Das sozialistische Paradies in der Stadt Essen

Der “Konzern Essen” hat sich mit einem Flaggschiff, dem zum unlebendigen Kunstbetrieb gehörenden Folkwang Museum, unrühmlich in Szene gesetzt. Mit der städtischen Tochtergesellschaft RGE, denen der Autor ein eigenes Fragment unter der Kategorie Essen durchsichtig widmen wird, haben beide ein klassisches Beispiel für neo – liberalistisches Denken geliefert. Es sei hiermit festgestellt, daß der Sozialismus die Endstufe des Kapitalismus darstellt und der Sozialdemokratismus die schleichende Vorstufe dahin.

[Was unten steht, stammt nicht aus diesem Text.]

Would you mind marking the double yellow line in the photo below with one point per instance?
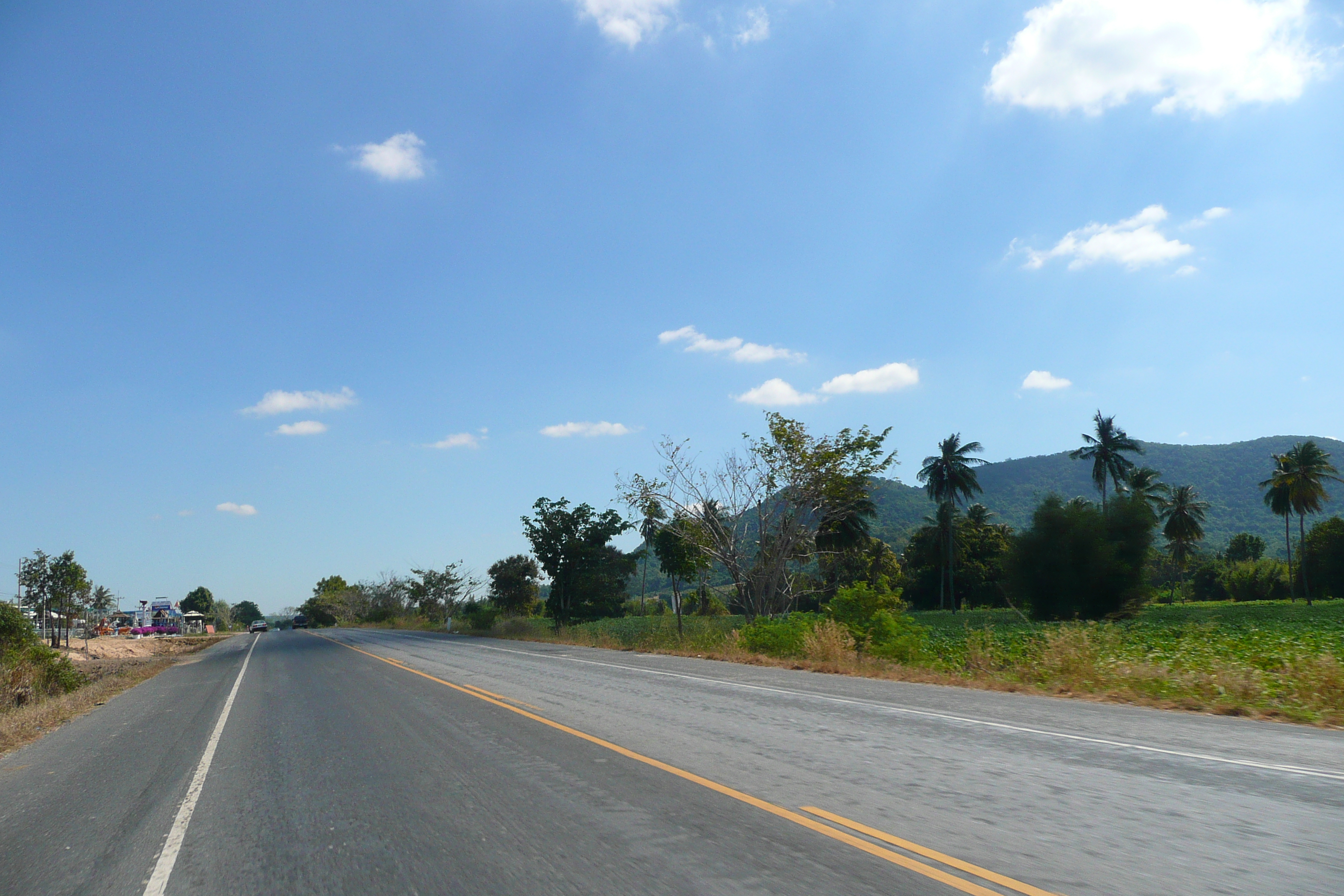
(845, 837)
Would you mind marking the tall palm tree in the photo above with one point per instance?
(1145, 484)
(1107, 451)
(1183, 515)
(949, 479)
(654, 516)
(1309, 469)
(1279, 497)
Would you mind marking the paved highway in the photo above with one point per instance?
(377, 762)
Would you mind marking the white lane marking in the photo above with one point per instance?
(168, 858)
(1249, 764)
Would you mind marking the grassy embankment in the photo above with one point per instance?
(1270, 660)
(27, 713)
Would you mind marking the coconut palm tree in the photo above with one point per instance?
(949, 479)
(1279, 499)
(1145, 484)
(1107, 451)
(1183, 515)
(1308, 469)
(654, 516)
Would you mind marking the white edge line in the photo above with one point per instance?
(1249, 764)
(168, 856)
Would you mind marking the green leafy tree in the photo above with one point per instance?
(1183, 519)
(1107, 451)
(680, 557)
(572, 547)
(247, 613)
(1244, 546)
(69, 583)
(515, 583)
(1145, 484)
(440, 594)
(949, 477)
(1323, 557)
(1077, 561)
(330, 585)
(199, 601)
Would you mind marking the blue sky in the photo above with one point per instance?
(389, 227)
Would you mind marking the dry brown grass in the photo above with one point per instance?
(107, 679)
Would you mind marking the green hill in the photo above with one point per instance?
(1225, 475)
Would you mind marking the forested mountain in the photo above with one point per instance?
(1226, 476)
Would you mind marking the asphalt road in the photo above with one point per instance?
(375, 762)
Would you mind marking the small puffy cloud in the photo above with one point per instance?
(1133, 242)
(1045, 381)
(603, 428)
(281, 402)
(733, 347)
(398, 158)
(1213, 214)
(879, 379)
(628, 22)
(301, 428)
(756, 30)
(459, 440)
(776, 394)
(1198, 56)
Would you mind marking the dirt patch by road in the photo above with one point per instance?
(117, 665)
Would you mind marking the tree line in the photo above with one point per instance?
(785, 522)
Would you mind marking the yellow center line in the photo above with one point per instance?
(931, 853)
(896, 859)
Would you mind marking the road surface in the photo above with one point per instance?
(378, 762)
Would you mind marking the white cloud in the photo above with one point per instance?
(398, 158)
(776, 394)
(879, 379)
(1045, 381)
(757, 27)
(565, 430)
(733, 347)
(301, 428)
(628, 22)
(1212, 214)
(1133, 242)
(459, 440)
(283, 402)
(1201, 56)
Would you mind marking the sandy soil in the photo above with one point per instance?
(119, 648)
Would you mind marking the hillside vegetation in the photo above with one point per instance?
(1226, 476)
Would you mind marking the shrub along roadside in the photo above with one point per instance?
(1270, 660)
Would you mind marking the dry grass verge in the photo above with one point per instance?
(105, 680)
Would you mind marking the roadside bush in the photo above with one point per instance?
(780, 637)
(1257, 581)
(877, 621)
(1077, 562)
(1207, 583)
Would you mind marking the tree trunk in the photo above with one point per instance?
(1301, 557)
(1288, 542)
(677, 605)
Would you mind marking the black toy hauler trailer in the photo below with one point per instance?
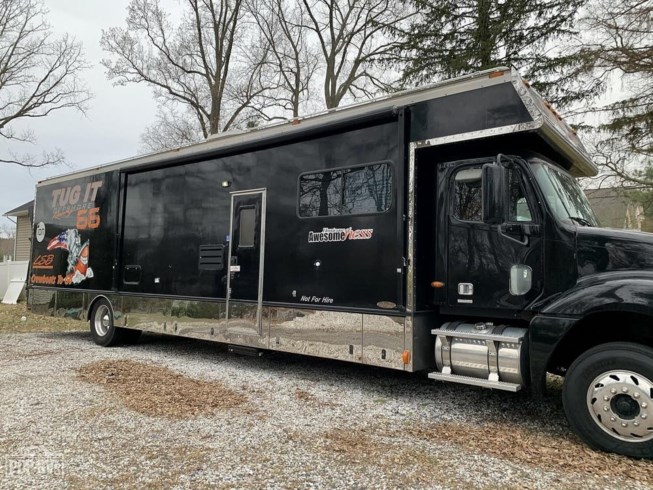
(439, 230)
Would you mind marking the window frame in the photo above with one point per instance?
(526, 183)
(240, 210)
(389, 163)
(523, 185)
(452, 192)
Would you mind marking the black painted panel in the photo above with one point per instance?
(171, 212)
(476, 110)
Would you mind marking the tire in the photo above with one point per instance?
(606, 387)
(103, 330)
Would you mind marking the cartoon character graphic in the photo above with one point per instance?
(78, 255)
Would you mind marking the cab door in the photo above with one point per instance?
(492, 266)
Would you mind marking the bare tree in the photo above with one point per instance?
(205, 65)
(619, 50)
(39, 74)
(622, 47)
(352, 36)
(293, 60)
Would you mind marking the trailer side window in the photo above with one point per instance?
(357, 190)
(467, 204)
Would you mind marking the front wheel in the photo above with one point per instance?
(608, 398)
(104, 332)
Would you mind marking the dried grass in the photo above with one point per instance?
(519, 445)
(159, 392)
(11, 321)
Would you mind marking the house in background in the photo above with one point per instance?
(615, 209)
(13, 275)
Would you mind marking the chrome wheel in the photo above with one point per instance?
(102, 320)
(621, 403)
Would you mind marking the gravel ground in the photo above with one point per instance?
(178, 413)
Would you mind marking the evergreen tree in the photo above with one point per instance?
(454, 37)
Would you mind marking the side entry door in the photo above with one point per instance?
(492, 266)
(246, 256)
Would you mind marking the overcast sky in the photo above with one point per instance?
(116, 117)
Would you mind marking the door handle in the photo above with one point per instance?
(519, 232)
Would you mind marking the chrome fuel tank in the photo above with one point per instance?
(496, 353)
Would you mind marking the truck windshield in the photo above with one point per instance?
(563, 195)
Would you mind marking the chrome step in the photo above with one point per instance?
(468, 380)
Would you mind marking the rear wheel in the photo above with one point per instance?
(608, 398)
(103, 330)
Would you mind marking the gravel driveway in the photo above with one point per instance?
(172, 412)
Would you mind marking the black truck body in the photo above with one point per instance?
(436, 230)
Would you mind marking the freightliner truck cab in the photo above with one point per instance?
(578, 301)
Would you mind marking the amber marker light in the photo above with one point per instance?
(405, 357)
(496, 74)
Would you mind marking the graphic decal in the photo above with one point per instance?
(68, 218)
(40, 231)
(339, 235)
(78, 268)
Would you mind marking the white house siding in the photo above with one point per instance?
(23, 235)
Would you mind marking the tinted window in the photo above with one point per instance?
(518, 205)
(247, 227)
(357, 190)
(467, 204)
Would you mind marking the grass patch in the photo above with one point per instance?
(523, 446)
(158, 391)
(11, 321)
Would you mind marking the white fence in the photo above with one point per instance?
(12, 272)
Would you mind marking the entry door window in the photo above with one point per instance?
(247, 228)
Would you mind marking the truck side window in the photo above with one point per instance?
(467, 204)
(357, 190)
(518, 204)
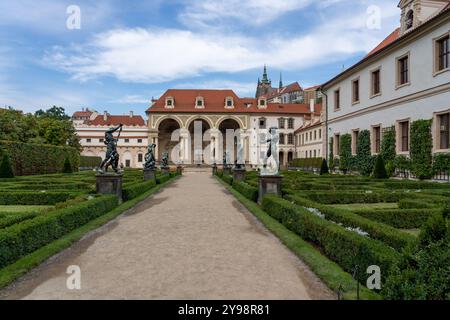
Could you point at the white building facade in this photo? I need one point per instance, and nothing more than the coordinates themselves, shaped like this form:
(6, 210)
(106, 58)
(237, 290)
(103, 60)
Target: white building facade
(406, 78)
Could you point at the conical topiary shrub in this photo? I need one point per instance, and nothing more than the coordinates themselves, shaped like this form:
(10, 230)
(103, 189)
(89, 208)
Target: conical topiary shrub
(379, 172)
(6, 170)
(324, 167)
(67, 166)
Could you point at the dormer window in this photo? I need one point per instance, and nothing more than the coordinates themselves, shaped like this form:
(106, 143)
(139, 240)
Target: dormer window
(199, 102)
(229, 103)
(262, 103)
(170, 103)
(409, 21)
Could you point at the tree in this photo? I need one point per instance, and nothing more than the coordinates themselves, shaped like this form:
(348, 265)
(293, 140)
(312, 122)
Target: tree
(379, 171)
(6, 170)
(67, 166)
(324, 167)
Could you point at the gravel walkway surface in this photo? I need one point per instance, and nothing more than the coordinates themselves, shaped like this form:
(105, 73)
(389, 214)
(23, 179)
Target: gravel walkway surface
(192, 240)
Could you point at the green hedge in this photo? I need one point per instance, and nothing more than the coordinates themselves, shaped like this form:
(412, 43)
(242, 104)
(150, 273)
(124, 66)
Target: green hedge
(345, 247)
(34, 198)
(402, 219)
(135, 190)
(90, 162)
(345, 197)
(311, 163)
(228, 179)
(33, 159)
(28, 236)
(376, 230)
(246, 190)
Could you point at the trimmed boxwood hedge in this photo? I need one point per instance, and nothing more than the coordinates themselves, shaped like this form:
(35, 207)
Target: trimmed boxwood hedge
(135, 190)
(34, 198)
(23, 238)
(246, 190)
(402, 219)
(376, 230)
(345, 247)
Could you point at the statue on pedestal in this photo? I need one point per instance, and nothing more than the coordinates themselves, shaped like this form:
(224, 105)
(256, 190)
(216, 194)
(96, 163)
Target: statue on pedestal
(165, 160)
(150, 161)
(112, 156)
(271, 162)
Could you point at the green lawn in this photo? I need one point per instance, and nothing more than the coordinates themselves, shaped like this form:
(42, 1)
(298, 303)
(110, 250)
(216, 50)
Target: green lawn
(363, 206)
(22, 209)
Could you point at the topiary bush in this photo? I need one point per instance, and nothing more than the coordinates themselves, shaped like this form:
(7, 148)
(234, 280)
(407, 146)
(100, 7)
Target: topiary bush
(364, 161)
(6, 170)
(379, 171)
(324, 167)
(421, 149)
(67, 166)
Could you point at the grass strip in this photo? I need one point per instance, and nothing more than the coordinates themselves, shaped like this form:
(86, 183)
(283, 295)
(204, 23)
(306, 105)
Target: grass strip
(328, 271)
(28, 262)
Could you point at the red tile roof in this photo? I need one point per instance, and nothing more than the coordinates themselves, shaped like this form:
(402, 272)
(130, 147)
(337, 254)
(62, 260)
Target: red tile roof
(127, 121)
(79, 114)
(214, 102)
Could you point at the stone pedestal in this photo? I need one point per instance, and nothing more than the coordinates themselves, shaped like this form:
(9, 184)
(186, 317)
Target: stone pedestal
(110, 183)
(239, 174)
(150, 174)
(269, 185)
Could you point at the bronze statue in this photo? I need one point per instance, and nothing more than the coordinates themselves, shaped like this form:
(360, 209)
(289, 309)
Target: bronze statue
(112, 156)
(150, 160)
(165, 160)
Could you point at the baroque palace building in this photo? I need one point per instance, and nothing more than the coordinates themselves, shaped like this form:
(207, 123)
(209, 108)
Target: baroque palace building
(217, 111)
(132, 145)
(405, 78)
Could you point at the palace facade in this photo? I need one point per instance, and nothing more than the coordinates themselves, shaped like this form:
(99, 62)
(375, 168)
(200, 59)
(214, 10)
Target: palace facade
(405, 78)
(218, 111)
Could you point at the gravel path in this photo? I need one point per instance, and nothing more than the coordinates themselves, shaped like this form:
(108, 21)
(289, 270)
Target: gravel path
(192, 240)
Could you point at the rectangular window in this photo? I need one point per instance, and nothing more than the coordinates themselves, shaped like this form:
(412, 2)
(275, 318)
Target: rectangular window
(355, 91)
(337, 100)
(377, 139)
(404, 136)
(376, 82)
(291, 123)
(443, 53)
(444, 131)
(403, 70)
(290, 139)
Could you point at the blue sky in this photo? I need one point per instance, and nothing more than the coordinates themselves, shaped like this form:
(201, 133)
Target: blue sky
(127, 52)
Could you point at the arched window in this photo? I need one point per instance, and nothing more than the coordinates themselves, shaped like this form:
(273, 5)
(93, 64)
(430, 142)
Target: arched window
(409, 19)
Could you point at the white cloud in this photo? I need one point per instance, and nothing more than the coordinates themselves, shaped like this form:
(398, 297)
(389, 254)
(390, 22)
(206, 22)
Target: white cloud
(240, 88)
(251, 12)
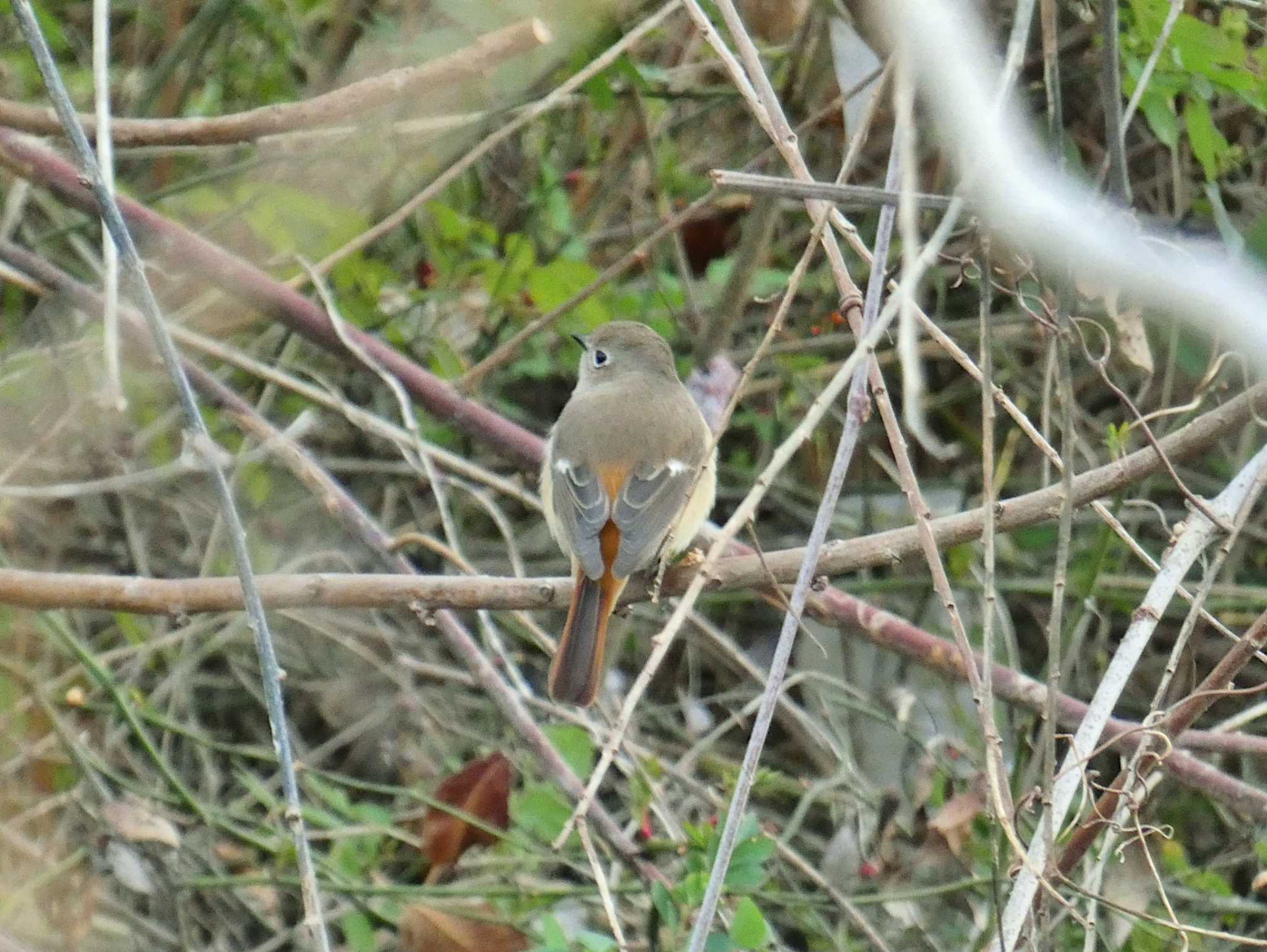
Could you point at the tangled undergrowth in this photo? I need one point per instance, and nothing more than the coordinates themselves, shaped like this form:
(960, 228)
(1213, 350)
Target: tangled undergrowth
(535, 192)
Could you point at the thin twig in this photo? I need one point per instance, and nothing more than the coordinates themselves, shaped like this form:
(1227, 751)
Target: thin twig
(1115, 126)
(861, 197)
(858, 410)
(575, 82)
(203, 443)
(113, 393)
(1185, 551)
(351, 100)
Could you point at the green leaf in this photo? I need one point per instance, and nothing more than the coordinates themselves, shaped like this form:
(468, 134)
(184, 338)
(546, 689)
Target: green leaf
(749, 928)
(595, 941)
(599, 92)
(505, 278)
(691, 890)
(551, 285)
(664, 906)
(1158, 109)
(444, 361)
(1208, 142)
(574, 745)
(1256, 240)
(552, 937)
(255, 481)
(540, 810)
(358, 932)
(131, 628)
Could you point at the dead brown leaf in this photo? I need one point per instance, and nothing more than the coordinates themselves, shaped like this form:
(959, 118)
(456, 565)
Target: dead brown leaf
(137, 823)
(481, 789)
(427, 930)
(1132, 337)
(953, 821)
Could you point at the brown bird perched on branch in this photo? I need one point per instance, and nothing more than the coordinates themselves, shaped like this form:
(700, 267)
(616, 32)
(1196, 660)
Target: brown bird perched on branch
(627, 481)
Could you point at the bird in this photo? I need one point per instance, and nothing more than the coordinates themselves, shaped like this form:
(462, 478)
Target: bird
(629, 477)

Die GAIA kämpft für die Wiedereinführung der von der Verfassung geforderten freiheitlich – demokratischen Grundordnung. Deshalb gehört das Grundgesetz zum Kanon der heiligen Texte des Goethevolkes. Also, die politische Klasse hat wieder einige Stadtbewohner als Wähler verloren und die GAIA gewonnen, denn wer läßt sich schon gerne von der Verwaltung, die regiert und gleichzeitig als Firma auftritt – ist das überhaupt im Sinne der zugrunde liegenden Rechtsidee – aufs Kreuz legen. Zur Ausstellung “Farbenrausch” wurden Personen nach einem Artikel in der NRZ vom 17/02/13 mit einem Vertrag eingestellt, dessen gesamte befristete Laufzeit auch Probezeit war. Das hätte  zur Folge gehabt, daß die von der RGE gestellten Beschäftigten auch ohne Angabe von Gründen bei Nichtbedarf schon vor Ablauf der vereinbarten Arbeitszeit hätten entlassen werden können. Das Museum Folkwang oder das RGE habe den arbeitssuchenden eine Verlängerung in Aussicht gestellt und so deren Motivation gerne in Anspruch genommen. Dann erfuhren die Sklaven die rauhe Wirklichkeit angesichts des Scheins, indem sich die antievolutionären Macher sonnten. Alles nur Mißverständnisse oder abgekartete Sache? Die Kommentare lassen nichts zu wünschen übrig! Der Umbau der Kommunen in eine unüberschaubare Anzahl von stadteigenen, aber wirtschaftlich selbständigen Betrieben habe den Steuerzahlern nur höhere Kosten, weniger Leistung, Liberalkapitalismus und der Parteienoligarchie ein mehrfaches an Einkommen gebracht. Unästhetisch und unanständig, wie die GAIA feststellt, sind die Höhe der Bezüge der Vorständler und Aufsichtspersonen. GAIA fragt programmatisch: Warum wird die Vergabe der Stellen nicht an öffentlich einsehbare Kriterien gebunden und allen fair zur Besetzung angeboten?